There are five basic synchronization classes in the library:
1. Sync Class
A HPCxx_Sync<T> object is a variable that can be written to
once and read as many times as you want. However, if a read is attempted
prior to a write, the reading thread will be blocked. Many readers can be
waiting for a single HPCXX_Sync<T> object and when a value is written to it all
the readers are released. Readers that come after the initial write see this
as a const value. The CC++ language provides this capability
through the sync modifier.
The standard methods for HPCxx_Sync<T> are
template<class T>
class HPCxx_Sync{
public:
operator T(); // read a value
operator =(T &); // copy value from var or reference
void read(T &); // another form of read
void write(T &); // another form of writing
bool peek(T &); // TRUE if the value is there,
// returns FALSE otherwise.
};
2. Sync Queue Class
There are several other standard methods for HPCxx_SyncQ<T>.
template<class T>
class HPCxx_SyncQ{
public:
operator T(); // read a value
operator =(T &); // copy value from var or reference
void read(T &); // another form of read
void write(T &); // another form of writing
int length(); // the number of values in the queue
// wait until the value is there and then
// read the value but do not remove it from
// the queue. The next waiting thread is signaled.

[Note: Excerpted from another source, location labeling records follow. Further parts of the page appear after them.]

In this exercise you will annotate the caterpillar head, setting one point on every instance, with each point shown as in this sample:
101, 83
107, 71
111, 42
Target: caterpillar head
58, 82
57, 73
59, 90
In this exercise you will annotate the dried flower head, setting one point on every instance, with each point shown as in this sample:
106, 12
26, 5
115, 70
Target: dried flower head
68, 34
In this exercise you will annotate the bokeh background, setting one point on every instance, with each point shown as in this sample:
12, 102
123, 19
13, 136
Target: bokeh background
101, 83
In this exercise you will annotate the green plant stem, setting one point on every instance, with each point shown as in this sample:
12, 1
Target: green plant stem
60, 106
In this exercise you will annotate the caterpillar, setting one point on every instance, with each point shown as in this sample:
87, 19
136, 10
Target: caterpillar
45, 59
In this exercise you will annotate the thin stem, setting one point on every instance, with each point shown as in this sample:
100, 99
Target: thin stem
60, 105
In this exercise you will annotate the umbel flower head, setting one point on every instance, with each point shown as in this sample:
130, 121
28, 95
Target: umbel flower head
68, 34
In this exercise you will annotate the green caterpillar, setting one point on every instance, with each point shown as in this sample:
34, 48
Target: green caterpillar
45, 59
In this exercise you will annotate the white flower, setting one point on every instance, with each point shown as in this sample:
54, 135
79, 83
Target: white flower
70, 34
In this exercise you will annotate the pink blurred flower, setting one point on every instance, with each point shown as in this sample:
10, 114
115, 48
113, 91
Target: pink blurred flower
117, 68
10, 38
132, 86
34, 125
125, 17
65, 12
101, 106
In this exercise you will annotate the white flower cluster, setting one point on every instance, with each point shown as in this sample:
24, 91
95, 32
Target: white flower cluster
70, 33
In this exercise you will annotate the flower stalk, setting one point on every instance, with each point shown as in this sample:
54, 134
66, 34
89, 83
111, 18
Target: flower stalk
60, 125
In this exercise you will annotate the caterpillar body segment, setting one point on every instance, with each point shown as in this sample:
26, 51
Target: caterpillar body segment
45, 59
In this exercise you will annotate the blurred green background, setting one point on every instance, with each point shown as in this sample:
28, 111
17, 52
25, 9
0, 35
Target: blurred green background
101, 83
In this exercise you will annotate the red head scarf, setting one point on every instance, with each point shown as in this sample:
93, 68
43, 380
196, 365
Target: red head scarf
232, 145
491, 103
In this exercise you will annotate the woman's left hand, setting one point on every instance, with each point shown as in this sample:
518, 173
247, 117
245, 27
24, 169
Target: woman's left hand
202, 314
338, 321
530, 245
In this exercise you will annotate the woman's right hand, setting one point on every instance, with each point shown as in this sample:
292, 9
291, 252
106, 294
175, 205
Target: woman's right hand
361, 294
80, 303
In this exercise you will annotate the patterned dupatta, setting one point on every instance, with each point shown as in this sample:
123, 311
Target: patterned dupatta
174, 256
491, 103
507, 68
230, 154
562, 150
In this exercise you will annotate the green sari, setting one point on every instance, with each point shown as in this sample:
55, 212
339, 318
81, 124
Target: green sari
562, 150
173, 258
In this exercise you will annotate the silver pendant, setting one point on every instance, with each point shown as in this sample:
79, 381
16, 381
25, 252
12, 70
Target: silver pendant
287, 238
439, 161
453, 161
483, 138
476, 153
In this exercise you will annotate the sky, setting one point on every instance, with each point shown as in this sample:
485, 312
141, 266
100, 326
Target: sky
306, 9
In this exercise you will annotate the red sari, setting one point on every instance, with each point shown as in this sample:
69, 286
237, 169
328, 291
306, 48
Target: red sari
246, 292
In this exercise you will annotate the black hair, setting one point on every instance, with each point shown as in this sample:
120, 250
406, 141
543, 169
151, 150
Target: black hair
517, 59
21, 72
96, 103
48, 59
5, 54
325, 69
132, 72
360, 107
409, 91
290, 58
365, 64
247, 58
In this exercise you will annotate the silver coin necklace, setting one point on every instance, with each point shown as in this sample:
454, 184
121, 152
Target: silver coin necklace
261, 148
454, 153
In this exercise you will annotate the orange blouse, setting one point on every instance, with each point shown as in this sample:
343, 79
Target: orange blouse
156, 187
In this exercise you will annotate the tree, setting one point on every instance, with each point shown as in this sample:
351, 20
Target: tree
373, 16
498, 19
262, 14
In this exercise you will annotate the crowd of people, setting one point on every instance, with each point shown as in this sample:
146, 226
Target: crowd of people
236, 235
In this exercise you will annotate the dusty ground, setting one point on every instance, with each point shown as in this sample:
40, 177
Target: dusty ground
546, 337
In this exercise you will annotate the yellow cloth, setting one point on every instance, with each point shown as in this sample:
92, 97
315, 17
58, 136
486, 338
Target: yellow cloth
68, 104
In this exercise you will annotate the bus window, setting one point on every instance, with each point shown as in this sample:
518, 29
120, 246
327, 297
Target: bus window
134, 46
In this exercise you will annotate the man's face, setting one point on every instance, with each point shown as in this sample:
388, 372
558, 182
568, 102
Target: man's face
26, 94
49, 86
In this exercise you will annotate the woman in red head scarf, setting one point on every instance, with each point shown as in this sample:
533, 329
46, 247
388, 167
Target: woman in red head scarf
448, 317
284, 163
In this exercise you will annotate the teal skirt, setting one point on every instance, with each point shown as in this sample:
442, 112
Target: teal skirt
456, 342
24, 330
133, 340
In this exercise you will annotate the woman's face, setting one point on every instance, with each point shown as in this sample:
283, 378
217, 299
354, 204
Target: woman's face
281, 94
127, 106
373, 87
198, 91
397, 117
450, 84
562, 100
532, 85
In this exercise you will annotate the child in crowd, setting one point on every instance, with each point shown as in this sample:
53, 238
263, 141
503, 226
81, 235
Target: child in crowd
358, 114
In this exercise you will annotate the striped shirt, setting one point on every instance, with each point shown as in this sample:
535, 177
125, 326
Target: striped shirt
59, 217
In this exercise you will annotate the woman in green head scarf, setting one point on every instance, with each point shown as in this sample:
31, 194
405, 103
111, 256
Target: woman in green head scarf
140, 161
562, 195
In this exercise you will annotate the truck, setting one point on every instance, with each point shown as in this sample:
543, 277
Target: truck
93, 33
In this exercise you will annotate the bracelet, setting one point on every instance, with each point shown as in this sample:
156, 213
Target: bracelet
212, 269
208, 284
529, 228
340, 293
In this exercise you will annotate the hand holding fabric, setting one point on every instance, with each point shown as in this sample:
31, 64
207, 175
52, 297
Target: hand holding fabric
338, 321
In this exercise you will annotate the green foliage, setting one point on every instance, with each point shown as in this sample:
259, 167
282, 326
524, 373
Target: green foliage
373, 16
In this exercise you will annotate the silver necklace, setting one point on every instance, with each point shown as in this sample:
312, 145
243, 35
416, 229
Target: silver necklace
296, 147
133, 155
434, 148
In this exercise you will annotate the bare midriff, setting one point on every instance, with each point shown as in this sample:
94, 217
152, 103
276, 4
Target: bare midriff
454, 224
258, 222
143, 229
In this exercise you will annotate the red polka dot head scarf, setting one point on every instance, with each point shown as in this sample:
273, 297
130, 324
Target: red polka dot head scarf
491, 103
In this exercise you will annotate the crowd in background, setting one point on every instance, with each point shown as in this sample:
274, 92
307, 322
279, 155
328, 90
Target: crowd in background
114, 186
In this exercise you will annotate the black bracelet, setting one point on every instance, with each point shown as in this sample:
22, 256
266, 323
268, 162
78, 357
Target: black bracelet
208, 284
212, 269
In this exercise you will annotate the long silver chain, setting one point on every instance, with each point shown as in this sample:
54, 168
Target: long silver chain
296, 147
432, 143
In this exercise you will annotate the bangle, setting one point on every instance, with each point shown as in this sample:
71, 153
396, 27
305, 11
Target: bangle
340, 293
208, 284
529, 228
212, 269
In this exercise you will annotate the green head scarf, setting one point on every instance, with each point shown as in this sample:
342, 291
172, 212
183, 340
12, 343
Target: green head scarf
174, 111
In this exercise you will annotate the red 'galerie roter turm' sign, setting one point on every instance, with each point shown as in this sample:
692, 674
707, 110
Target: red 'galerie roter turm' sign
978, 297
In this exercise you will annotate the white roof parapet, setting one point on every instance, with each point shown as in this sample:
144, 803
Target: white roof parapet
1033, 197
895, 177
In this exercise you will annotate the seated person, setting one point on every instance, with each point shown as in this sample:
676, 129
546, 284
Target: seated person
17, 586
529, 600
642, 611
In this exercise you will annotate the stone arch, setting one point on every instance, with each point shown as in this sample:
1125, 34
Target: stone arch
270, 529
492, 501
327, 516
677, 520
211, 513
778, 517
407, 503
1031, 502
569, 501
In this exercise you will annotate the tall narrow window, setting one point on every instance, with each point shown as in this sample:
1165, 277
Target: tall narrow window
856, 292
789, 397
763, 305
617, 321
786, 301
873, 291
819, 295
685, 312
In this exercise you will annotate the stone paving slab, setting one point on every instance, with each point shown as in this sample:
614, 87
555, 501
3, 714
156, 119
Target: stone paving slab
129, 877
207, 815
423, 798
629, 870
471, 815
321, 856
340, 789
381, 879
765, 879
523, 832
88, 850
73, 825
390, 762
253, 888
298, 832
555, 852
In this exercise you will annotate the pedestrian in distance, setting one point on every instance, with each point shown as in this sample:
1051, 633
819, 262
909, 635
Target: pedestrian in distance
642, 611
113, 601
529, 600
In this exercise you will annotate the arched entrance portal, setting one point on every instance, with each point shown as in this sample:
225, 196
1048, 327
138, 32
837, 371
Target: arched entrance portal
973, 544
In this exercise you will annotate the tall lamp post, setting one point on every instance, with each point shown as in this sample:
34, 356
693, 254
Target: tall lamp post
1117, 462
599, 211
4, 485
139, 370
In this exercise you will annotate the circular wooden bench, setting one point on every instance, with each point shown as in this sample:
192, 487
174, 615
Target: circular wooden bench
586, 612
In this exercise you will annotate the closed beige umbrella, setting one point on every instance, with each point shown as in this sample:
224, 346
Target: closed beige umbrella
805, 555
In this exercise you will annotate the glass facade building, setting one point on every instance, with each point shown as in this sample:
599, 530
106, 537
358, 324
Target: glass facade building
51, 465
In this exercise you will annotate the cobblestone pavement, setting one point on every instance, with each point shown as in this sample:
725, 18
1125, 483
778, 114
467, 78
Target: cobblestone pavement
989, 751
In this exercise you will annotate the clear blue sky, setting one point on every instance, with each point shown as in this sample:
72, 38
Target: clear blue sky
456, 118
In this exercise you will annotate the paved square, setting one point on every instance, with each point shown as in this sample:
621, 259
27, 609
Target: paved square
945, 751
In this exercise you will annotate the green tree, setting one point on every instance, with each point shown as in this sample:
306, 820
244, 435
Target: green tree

void waitAndCopy(T& data);
bool peek(T &); // same as for HPCxx_Sync<>
}
For example, threads that synchronize around a producer-consumer
interaction can be easily build with this mechanism.
class Producer: public HPCxx_Thread{
HPCxx_SyncQ<int> &x;
public:
Producer( HPCxx_SyncQ<int> &y): x(y){}
void run(){
printf("hi there\n");
x = 1; // produce a value for x
}
};
int main(int argc, char *argv[]){
Hpcxx_Group *g;
hpcxx_init(&argc, &argv, g);
HPCxx_SyncQ<int> a;
MyThread *t = new Producer(a);
printf("start then wait for a value to be assigned\");
t->start();
int x = a; // consume a value here.
hpcxx_exit(g);
return x;
}
3. Semaphore Class
HPCxx_CSem provide a way to wait for a group of threads
to synchronize termination of a number of tasks. When constructed, a limit
value is supplied and a counter is set to zero. A thread executing
wait() will suspend until the counter reaches the "limit" value.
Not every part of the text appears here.